A Poster Girl with no Poster



Sequestered in an indie coffee house on a rainy Thursday afternoon, avoiding leaving to keep out of the drizzle, I find myself staring at a wall full of posters. From floor to twelve-foot ceiling, some forty feet from the front door to the edge of the bar, posters, two or three hundred of them, advertising concerts, awareness campaigns, poetry readings, avant-garde theatre and forthcoming 'zines. There's probably a lot going on here that I would like to see.

There's just one problem; I don't know what I'm looking at. While any individual poster is fine, taken as a group, they each lose their center and disappear in a glacier of similarity. There's next to nothing that makes any of these one-sheets stand out.

They are all one of three sizes. They utilize equivalent color schemes. Excepting the band names, all of the lettering is in the same family of fonts. A third are in black and white and all of these involve photographs and copious text, almost to the point that they might have been made with the same illustrator template. Those that are in color all invoke one of a handful or retro aesthetics, mostly from the fifties and sixties. Two are obvious homages to iconic album covers of the seventies.

Moreover, I can't tell the band posters from the film screening posters from the public awareness posters. Though, this might be the result of naming conventions. "Rabies Awareness Month" and "Campaign Against Addiction" might be bands or poetry slams and there's really no way for me to know unless I go to the event.

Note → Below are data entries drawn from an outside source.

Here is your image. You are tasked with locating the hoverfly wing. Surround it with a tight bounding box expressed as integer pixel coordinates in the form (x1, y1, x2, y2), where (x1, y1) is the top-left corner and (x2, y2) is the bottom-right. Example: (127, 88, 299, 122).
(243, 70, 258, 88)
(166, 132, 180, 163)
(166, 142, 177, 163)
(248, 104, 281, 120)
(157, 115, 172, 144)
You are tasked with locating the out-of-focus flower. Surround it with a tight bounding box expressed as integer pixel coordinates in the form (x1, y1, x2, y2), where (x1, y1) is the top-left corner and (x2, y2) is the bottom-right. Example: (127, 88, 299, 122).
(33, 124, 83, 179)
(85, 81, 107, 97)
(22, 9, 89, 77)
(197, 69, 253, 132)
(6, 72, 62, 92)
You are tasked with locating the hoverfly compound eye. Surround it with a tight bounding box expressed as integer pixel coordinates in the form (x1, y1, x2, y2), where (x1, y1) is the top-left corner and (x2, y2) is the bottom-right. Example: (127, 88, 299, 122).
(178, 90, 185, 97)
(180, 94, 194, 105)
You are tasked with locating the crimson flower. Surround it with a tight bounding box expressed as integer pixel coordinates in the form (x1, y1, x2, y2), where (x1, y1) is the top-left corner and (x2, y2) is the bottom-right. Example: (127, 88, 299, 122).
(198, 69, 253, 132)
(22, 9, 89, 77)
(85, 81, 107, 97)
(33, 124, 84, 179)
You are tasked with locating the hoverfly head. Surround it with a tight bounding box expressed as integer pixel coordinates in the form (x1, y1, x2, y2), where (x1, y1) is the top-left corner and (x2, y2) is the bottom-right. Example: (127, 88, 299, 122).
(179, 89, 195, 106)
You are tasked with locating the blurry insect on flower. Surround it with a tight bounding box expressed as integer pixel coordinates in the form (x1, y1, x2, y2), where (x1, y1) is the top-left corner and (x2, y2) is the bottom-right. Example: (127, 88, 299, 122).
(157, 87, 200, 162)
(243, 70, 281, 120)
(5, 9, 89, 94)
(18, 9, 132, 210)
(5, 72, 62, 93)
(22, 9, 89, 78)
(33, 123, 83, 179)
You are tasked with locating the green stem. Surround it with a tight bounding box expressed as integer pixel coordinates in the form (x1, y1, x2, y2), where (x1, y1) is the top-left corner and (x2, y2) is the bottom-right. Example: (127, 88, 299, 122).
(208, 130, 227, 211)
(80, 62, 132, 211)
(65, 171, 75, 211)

Only three of them stand out. One is for a film and its poster, glossy and edgeless while all the others are matte and bordered, was clearly produced by a commercial advertising agency.* One, black and white, the original clearly done by hand with pencil and ink, is a compelling piece of art, viscerally difficult to look at such is the agony that it implies. But, the font is too small and I can't tell what it's advertising without walking over and looming over the old guy with the iPad. Finally, the one that is original, legible and independently produced, the drummer for that band lives across the hall from me. I was going to that show anyway.

This is not a complaint, not expressly. A lot of this work, viewed on it's own, is probably pretty good. The composition is solid, the images balanced, the focal points deliberate. Someone with real training in graphic design could parse this more completely than I, but the point is that these posters were clearly not thrown together by an amateur. They just blur to indifferentiation when I look at them at once. They line up, edge to edge and seam to seam like some giant Rorschach test photo mosaic from which I cannot extrapolate an image.

Is there some sort of aesthetic, some agreed-upon set of conventions that governs these texts? Is there a right and a wrong way to synthesize these banners of which I am ignorant? Are they all so similar because, as students who work in the same discipline are apt to do, the illustrators and designers all approach this work from the same angle? Or, are the artists who produce these placards all caught in the doldrums of inspiration. Are there really no new ideas left?

Like my old boss would say, "Who knows? Who cares? Just show me something good."


*As I have been writing this, that film poster has been replaced by someone advertising a poetry reading and this new poster might be the worst one up there.